Microsoft Wireless Laser Desktop 4000

Microsoft does make some good hardware. I purchased and have been using the MS Wireless Laser Desktop 4000 kit for a few months now.

It consists of:
1 Wireless receiver
1 Keyboard
1 Mouse

Microsoft Wireless Laser Desktop 4000

The Receiver connects to the computer via a USB connection. The receiver also has some important display lights. Caps Lock, numerical lock, and function key. The Keyboard  (Microsoft Wireless Comfort Keyboard 4000) has the usual keys, however some keys are shaped differently, The Spacebar is curved, the keys in the middle seem slightly larger, especially the N key. The  Delete really stands out too. It actually took me little while before I got used to this.
The extra keys are quite plentiful. The Upper right has shortcut buttons for the calculator, Logging off, and sleep. The left side of the keyboard has “Documents” folder, “Call”, Mail, “Gadgets”, and “home webpage”. At the top of the keyboard are the very useful multimedia and “favorites” buttons.   You get volume up, volume down, mute, play/pause, stop, previous and next. It does exactly what you would expect it to do, depending on what media player you have running. You can customize or even disable these extra buttons from the included (IntelliType) software. With the exception of the multimedia buttons, I have all the extra buttons disabled. You could probably find a way to get a use from them but it just didn’t work for me while I was testing it. The keyboard does come with a curved, padded palm rest which complements the curved layout of the main keys.
The keyboard itself has is powered via 2 AA batteries which are included in the box (2 for the keyboard and an additional 2 for the mouse)  you should only need to syncronize with you reciver just the first time, even when you need to replace the batteries. Nothing much else to say about the part except all keys and button are working well after these first few months of use.

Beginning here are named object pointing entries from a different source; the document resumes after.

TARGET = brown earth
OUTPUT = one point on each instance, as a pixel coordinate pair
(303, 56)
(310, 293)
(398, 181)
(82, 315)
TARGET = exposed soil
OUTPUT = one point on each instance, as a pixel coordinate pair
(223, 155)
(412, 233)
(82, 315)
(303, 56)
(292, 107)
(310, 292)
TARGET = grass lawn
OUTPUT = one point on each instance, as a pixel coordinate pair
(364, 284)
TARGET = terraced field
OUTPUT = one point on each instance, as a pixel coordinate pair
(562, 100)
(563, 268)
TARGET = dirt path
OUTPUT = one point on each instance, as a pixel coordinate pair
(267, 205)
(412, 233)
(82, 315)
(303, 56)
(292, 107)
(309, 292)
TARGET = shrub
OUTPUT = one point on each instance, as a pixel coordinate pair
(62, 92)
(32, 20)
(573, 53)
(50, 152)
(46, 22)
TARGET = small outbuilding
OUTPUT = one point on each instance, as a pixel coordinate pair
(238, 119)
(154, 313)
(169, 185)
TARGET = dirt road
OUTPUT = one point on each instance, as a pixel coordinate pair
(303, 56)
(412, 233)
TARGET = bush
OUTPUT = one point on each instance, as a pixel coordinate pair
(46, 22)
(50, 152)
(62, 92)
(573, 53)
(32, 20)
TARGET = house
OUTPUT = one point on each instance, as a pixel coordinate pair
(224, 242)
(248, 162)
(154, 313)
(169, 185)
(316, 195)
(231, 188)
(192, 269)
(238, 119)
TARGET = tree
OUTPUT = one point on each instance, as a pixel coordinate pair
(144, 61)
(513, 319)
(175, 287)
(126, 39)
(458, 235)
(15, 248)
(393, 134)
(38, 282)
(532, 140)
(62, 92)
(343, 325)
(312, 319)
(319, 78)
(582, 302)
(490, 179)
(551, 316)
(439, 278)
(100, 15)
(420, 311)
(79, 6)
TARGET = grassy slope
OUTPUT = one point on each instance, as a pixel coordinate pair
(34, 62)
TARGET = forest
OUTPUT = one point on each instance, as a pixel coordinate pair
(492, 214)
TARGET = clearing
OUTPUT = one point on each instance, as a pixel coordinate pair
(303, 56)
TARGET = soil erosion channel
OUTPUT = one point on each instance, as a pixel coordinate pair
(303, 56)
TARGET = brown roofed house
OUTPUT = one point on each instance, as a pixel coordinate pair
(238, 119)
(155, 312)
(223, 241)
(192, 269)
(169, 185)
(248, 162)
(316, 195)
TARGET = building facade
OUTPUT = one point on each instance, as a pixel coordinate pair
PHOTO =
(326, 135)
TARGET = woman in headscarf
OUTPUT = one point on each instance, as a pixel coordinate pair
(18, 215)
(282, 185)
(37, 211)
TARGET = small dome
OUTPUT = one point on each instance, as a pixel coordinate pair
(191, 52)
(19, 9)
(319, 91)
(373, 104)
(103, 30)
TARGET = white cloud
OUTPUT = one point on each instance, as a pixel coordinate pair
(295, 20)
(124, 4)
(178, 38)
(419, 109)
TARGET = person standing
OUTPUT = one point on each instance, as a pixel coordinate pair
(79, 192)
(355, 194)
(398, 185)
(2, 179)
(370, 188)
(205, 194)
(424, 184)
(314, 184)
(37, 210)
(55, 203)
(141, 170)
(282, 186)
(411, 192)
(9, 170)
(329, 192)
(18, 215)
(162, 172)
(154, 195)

The mouse (Microsoft Wireless Laser Mouse 5000) has a nice feel as opposed to most OEM mice included with new computers. I’ve been using those basic USB optical mice for so long, but the moment I tried to use the new mouse I could feel the difference almost instantly. The mouse is actually a laser mouse rated at 1000 dots per inch, according to the box. This provides a more precise mousing experience. You won’t be able to see the light like you can with an Optical USB mouse.  Even though there are higher rated laser mice on the market, the 1000 dpi is enough for day to day computer usage. As for buttons, you get “left”, “right”, “middle” (scroll wheel), and two extra buttons on the side of the mouse.   The mouse is powered by two AA batteries. It seems to start working the moment you load 1 AA battery so the second must be for additional operating life. Like with the keyboard, the Mouse has its own software the IntelliPoint, which allows you to customize some of the mouse settings.

The kit does have some downsides though, It’s stated in the setup guide that the receiver only has an operating range  of no more than 6 feet. This means that this is more ideal for a desktop setup and not a Home Theater setup. From time to time when I have the window by my desk open, I get signal interference for some strange reason. Even if the receiver is touching the keyboard and  mouse is less than 6 feet away. Both devices have fresh batteries.

I’ve been a longtime Logitech user but now I see that Microsoft does make some fine hardware.You can get this at Amazon or you might be able to find it at you favorite PC/Technology shop.